Stewart McCure

Writer, performer, management consultant

An Australian living in London.  A self-employed training consultant to the global health care industry.  A producer, director and performer of improv comedy.  A trustee of an adult education charity in West London.  A writer and occaisional blogger

 

 

This is not a complaint

My working life began in 1989 when I finished my Business degree and became a ‘Trade Marketing Associate’ for Unilever Australia.  I have been self-employed since 1992.  I have been operating on a Headcount: 1 model since 2003.  I have never been as busy as these last four months.  The last time I got to the bottom of my ‘To Do’ list was June.  My working day begins with an new iteration of the urgent doing battle with the important.  Client demands have crowded my every personal project, including, obviously, this blog.

But this is not a complaint.  What very bliss it is to have built a thing, business, and find that it is in demand.  My diary is full and my mind is entirely focused on doing this one next task as well as I can.  The operational part of my business has no choice but to operate under the assumption that the fundamentals are in place.

Even so, I wonder about the longer-term sustainability of it all.  The next round of plane flights need to be booked tonight whether I'm fatigued or not.  I am busy because I have a reputation for high standards.  In such a world there is no such thing as a small mistake: any slip-up costs me with time, money or kudos.  This is self-employment at its least forgiving.

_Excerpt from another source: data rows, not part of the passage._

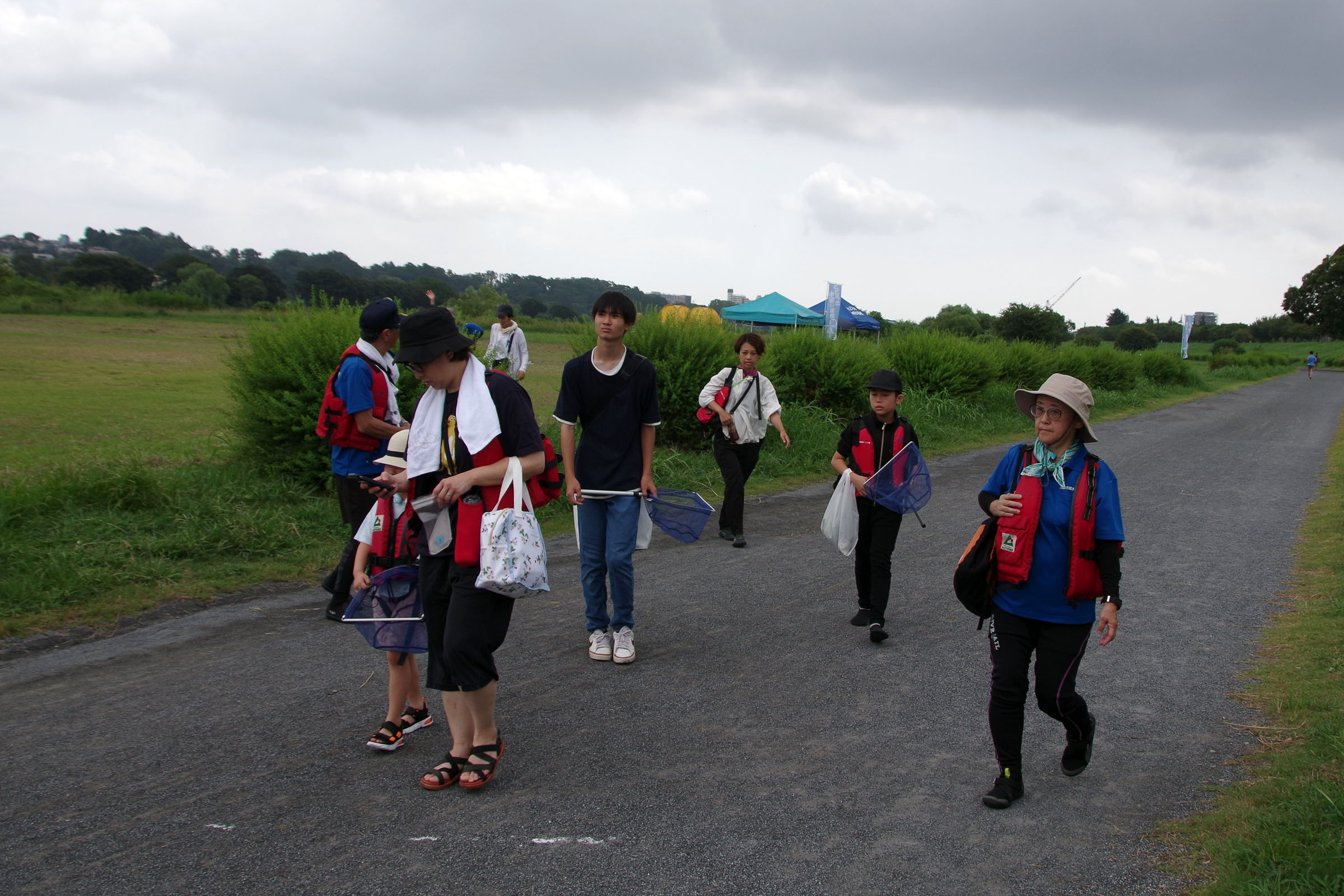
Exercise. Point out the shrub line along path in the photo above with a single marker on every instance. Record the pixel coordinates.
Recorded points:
(758, 743)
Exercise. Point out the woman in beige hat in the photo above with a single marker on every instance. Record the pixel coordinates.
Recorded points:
(1057, 554)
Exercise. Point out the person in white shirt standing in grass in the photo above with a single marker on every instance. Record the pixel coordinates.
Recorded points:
(507, 344)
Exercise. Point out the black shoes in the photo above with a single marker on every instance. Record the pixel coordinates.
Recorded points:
(1006, 792)
(1079, 753)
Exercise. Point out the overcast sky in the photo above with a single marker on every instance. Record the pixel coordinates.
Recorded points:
(1177, 156)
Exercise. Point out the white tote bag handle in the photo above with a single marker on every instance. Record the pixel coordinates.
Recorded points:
(514, 479)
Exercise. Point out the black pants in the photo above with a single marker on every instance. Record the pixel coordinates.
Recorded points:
(1060, 649)
(467, 625)
(355, 504)
(736, 464)
(878, 531)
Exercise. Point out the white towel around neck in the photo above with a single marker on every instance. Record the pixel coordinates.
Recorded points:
(390, 372)
(478, 421)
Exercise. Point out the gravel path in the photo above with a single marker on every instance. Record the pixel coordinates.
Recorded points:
(760, 745)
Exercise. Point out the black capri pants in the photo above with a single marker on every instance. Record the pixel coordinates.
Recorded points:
(467, 625)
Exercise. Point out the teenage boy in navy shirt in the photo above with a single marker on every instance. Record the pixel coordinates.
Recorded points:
(869, 442)
(613, 394)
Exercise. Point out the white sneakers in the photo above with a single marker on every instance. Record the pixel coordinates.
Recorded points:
(624, 649)
(600, 645)
(619, 648)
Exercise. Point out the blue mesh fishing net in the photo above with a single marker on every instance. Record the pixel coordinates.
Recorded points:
(902, 484)
(679, 514)
(389, 612)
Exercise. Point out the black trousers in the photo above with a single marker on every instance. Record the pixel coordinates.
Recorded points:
(736, 464)
(355, 504)
(878, 531)
(467, 625)
(1060, 649)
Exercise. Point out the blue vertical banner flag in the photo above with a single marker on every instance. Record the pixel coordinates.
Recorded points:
(832, 309)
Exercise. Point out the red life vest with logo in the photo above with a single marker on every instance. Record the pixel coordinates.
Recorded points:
(339, 428)
(1016, 535)
(866, 453)
(391, 544)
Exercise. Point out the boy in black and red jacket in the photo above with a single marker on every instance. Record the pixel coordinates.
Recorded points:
(866, 444)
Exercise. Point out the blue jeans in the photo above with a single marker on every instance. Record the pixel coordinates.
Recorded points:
(606, 548)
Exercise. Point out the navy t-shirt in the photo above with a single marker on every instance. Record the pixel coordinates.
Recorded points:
(355, 386)
(613, 410)
(1042, 595)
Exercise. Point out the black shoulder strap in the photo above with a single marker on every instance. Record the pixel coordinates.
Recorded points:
(632, 363)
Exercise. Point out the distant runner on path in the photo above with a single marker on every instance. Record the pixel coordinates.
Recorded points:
(1057, 551)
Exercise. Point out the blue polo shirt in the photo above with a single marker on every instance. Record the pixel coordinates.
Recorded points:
(355, 386)
(1042, 597)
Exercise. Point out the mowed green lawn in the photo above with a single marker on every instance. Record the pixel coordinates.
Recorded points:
(80, 389)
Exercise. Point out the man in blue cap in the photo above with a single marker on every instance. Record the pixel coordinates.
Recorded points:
(358, 416)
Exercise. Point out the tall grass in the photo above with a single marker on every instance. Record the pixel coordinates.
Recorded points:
(74, 538)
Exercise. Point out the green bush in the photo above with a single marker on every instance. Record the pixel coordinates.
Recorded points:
(808, 368)
(1025, 365)
(1167, 370)
(1135, 339)
(941, 363)
(1076, 362)
(277, 381)
(1114, 371)
(686, 355)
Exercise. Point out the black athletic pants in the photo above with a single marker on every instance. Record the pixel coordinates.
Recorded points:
(465, 625)
(1060, 649)
(736, 464)
(878, 531)
(355, 504)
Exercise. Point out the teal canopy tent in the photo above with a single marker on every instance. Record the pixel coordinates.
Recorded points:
(773, 311)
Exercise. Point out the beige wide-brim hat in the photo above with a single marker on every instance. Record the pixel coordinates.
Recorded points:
(395, 449)
(1067, 390)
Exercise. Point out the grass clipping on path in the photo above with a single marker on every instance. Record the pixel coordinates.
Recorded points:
(1282, 829)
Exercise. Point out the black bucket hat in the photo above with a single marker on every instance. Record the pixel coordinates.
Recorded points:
(428, 334)
(885, 381)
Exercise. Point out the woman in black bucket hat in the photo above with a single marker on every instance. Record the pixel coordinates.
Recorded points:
(1057, 554)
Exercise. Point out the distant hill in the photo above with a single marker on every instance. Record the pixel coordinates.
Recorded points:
(343, 277)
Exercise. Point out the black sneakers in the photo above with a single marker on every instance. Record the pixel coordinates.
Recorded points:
(1007, 790)
(1079, 753)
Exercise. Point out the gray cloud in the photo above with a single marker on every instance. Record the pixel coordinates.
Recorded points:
(1202, 66)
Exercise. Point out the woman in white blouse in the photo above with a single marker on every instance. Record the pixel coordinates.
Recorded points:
(744, 414)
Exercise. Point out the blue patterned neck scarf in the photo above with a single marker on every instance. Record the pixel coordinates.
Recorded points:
(1049, 464)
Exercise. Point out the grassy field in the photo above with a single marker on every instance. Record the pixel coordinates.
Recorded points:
(116, 444)
(1281, 830)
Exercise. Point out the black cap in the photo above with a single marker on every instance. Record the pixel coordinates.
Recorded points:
(428, 334)
(885, 381)
(381, 315)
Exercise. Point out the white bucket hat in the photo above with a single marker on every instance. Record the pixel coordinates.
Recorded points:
(395, 449)
(1065, 389)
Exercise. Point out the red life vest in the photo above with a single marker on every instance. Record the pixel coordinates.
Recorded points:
(866, 453)
(339, 428)
(1016, 535)
(391, 544)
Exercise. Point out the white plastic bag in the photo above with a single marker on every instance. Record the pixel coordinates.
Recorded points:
(841, 524)
(512, 548)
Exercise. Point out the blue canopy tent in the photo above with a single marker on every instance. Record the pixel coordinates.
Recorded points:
(773, 311)
(850, 316)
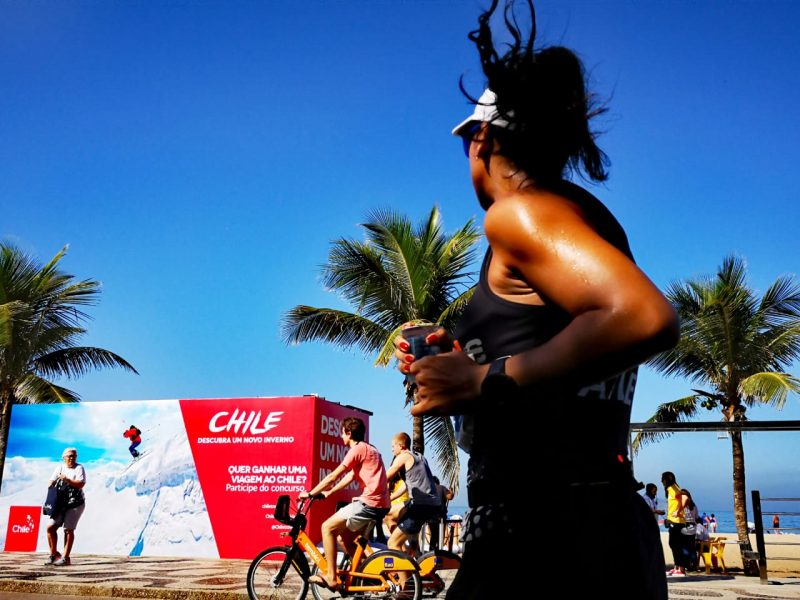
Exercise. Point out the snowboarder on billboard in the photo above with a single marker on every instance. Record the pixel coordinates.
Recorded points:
(135, 436)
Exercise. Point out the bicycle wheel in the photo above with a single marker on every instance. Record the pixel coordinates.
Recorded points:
(437, 570)
(400, 572)
(264, 569)
(322, 593)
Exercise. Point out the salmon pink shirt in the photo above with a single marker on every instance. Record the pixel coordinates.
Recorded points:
(367, 466)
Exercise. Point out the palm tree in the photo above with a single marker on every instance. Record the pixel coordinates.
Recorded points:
(737, 346)
(399, 274)
(40, 324)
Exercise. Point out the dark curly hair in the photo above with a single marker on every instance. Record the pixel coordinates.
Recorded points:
(542, 95)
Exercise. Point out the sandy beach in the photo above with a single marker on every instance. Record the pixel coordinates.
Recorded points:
(783, 552)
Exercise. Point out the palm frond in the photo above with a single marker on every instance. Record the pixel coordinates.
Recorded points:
(453, 312)
(768, 388)
(33, 389)
(670, 412)
(307, 323)
(441, 439)
(78, 360)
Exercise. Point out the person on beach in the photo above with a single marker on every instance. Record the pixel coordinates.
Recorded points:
(552, 336)
(676, 521)
(135, 436)
(423, 503)
(362, 464)
(691, 517)
(70, 478)
(435, 525)
(650, 493)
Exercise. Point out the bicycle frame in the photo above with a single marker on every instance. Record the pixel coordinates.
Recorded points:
(370, 579)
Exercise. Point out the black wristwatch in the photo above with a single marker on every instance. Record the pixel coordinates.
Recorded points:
(497, 386)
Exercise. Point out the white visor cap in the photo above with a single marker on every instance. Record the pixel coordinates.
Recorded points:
(485, 112)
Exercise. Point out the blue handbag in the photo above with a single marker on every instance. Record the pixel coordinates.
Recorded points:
(50, 506)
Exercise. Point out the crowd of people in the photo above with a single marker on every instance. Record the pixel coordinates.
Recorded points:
(682, 519)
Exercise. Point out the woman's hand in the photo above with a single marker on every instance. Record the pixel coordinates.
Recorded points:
(447, 384)
(402, 346)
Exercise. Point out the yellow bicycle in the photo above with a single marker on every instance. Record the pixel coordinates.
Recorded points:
(283, 571)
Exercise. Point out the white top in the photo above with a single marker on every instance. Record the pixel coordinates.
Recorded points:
(76, 473)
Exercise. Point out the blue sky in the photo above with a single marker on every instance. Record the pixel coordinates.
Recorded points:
(42, 432)
(198, 157)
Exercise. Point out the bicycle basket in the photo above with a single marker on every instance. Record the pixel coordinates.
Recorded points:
(282, 510)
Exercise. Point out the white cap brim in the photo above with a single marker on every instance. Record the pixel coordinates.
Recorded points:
(485, 112)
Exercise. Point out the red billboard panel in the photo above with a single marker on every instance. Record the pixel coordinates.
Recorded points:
(249, 451)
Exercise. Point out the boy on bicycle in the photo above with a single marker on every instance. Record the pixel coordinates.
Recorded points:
(362, 463)
(424, 503)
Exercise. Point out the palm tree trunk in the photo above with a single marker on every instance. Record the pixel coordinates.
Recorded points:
(740, 502)
(418, 437)
(6, 402)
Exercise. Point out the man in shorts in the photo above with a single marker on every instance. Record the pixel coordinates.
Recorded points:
(424, 501)
(363, 464)
(71, 478)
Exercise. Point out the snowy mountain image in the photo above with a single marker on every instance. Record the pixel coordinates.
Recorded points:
(152, 506)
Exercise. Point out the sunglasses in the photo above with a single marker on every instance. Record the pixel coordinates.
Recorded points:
(466, 138)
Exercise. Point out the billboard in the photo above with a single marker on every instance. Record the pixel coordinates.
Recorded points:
(205, 484)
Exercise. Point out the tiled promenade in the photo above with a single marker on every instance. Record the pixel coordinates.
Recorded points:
(190, 579)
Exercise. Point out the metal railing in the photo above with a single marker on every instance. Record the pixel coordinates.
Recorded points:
(761, 545)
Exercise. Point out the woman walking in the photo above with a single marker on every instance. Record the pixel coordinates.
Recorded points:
(676, 519)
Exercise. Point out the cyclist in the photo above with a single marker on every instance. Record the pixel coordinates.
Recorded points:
(424, 503)
(363, 464)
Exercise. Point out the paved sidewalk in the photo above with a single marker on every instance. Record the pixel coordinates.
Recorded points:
(208, 579)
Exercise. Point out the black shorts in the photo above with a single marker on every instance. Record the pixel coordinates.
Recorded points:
(416, 515)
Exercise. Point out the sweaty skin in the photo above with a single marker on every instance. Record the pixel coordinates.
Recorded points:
(545, 250)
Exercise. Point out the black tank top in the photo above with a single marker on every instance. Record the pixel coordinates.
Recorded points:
(568, 435)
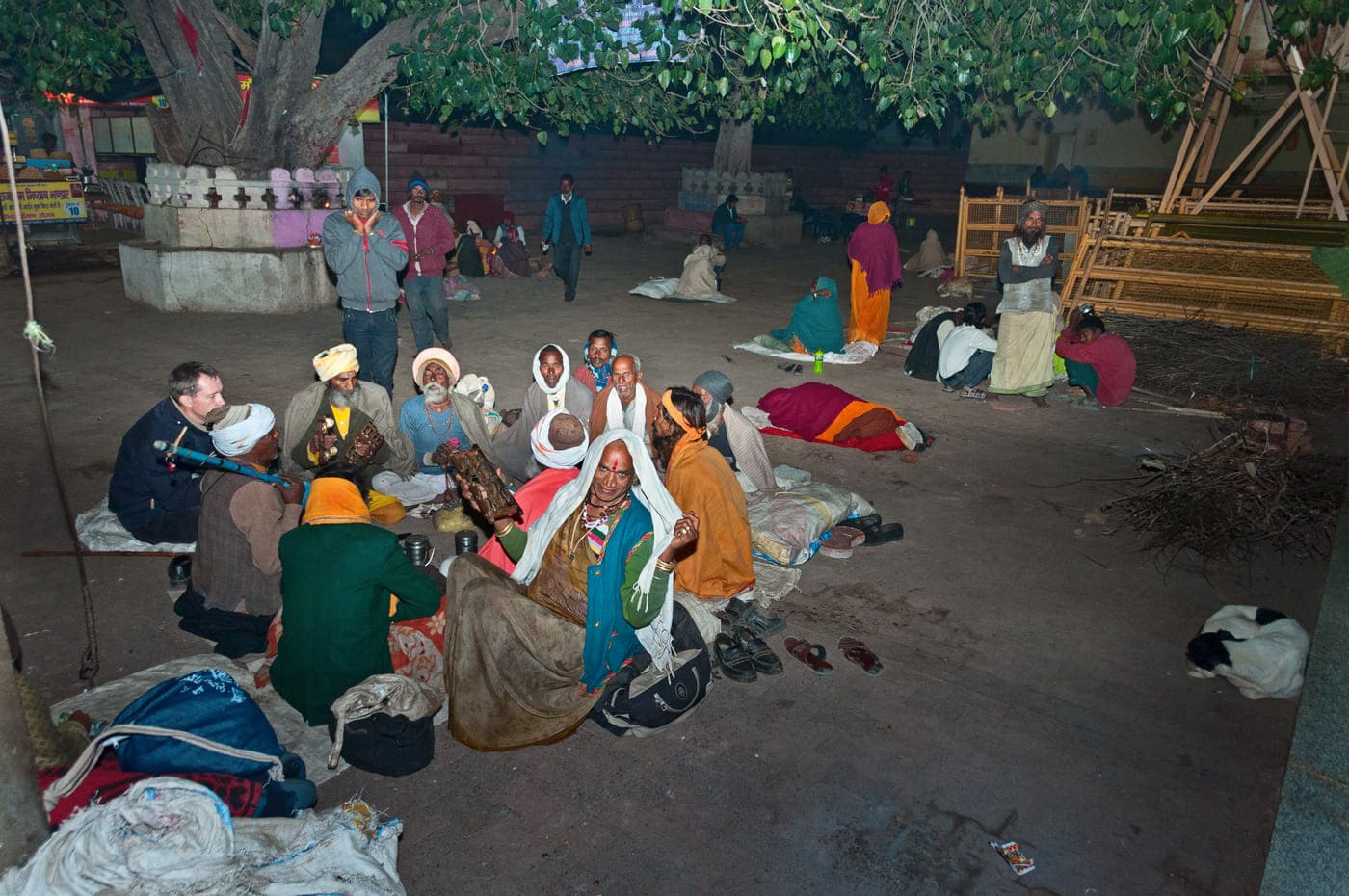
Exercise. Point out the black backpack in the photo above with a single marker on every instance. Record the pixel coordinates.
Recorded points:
(641, 700)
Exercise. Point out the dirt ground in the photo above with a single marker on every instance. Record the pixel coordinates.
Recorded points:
(1035, 682)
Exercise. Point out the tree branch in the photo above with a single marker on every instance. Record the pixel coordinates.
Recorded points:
(247, 46)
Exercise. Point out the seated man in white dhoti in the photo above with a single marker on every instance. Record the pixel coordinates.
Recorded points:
(436, 421)
(526, 656)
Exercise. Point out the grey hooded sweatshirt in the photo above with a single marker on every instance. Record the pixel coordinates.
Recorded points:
(367, 268)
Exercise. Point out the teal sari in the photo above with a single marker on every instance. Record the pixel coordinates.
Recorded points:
(815, 320)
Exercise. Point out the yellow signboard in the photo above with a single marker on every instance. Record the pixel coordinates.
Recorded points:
(44, 201)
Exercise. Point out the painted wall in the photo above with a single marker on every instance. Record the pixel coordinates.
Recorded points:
(1128, 152)
(617, 171)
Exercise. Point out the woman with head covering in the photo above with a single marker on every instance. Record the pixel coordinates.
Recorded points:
(510, 261)
(1024, 362)
(528, 656)
(553, 387)
(727, 431)
(436, 421)
(701, 270)
(874, 252)
(816, 324)
(469, 250)
(559, 443)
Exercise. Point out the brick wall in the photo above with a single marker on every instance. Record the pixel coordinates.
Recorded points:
(617, 171)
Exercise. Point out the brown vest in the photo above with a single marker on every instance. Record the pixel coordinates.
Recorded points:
(225, 571)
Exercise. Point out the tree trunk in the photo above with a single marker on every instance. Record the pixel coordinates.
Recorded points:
(732, 147)
(196, 54)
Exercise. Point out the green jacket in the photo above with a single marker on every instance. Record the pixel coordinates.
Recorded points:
(334, 586)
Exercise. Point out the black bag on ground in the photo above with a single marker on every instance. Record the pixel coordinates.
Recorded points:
(643, 700)
(384, 744)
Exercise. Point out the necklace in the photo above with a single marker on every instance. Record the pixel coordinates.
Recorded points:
(431, 421)
(587, 526)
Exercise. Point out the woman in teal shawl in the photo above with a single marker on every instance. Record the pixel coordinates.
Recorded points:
(816, 324)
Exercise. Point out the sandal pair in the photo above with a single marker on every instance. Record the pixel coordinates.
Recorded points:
(813, 654)
(746, 616)
(745, 656)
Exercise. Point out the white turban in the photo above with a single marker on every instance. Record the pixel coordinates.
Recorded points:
(542, 445)
(562, 381)
(334, 360)
(240, 428)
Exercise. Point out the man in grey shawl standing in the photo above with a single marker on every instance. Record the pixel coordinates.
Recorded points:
(1024, 363)
(552, 389)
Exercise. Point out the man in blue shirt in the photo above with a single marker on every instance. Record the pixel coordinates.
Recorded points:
(567, 227)
(436, 421)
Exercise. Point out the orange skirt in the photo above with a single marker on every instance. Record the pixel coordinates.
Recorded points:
(870, 310)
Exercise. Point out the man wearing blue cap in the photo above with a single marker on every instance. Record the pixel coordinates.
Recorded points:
(431, 236)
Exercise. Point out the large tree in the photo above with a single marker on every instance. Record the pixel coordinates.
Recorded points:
(715, 61)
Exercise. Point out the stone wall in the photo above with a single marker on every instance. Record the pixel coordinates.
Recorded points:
(617, 171)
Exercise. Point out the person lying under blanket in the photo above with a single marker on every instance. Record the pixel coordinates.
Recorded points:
(819, 411)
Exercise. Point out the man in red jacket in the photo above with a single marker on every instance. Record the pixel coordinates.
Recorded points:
(429, 239)
(1098, 363)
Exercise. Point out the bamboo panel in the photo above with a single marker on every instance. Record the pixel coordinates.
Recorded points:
(1254, 206)
(1267, 288)
(984, 224)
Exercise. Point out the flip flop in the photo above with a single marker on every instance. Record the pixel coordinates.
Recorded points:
(759, 652)
(759, 623)
(857, 652)
(883, 533)
(811, 654)
(734, 660)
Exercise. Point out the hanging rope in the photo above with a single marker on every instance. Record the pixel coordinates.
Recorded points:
(40, 342)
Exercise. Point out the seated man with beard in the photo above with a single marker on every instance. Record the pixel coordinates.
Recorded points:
(236, 580)
(550, 390)
(328, 421)
(718, 566)
(436, 423)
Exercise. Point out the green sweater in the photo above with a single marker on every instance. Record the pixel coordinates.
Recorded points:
(515, 544)
(334, 586)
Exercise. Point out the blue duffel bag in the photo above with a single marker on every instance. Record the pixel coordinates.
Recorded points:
(208, 704)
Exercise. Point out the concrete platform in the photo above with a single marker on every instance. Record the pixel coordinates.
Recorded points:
(251, 281)
(1035, 683)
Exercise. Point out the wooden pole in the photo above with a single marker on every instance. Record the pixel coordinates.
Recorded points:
(1250, 147)
(23, 824)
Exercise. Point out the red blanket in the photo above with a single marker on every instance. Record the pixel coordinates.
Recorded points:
(107, 780)
(811, 409)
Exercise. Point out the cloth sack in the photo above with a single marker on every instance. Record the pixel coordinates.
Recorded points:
(641, 700)
(384, 725)
(786, 528)
(208, 704)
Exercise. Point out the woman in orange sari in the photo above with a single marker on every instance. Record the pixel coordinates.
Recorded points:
(874, 252)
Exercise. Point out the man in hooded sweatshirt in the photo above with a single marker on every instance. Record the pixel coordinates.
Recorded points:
(367, 250)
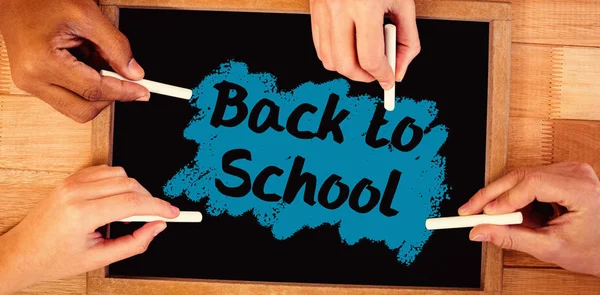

The obvious solution is to take on staff, at least someone to deal with the more bone-headed stuff like collating expenses and organising hotels but to do so would be to shift away from a business model that has served me so well for almost ten years.  I hesitate because I question my ability to forgive.  Of late I've started snapping at my suppliers for (often imagined) inefficiencies.  God knows what I'd be like to share an office with 40 hours a week.  If I'm going to go back to being a boss then I have to improve my communication and get better at setting expectations and rediscovering the knack of cutting a bit of slack.  I'm unconvinced that I'm up to the task.  

Right now I'm approaching this new phase suspicious that if I take on staff then they will let me down.  In the space of 400 words I've gone from not complaining about being busy to actually complaining about imaginary staff.  Even so, I suspect that 2013 will be the year they stop being imaginary.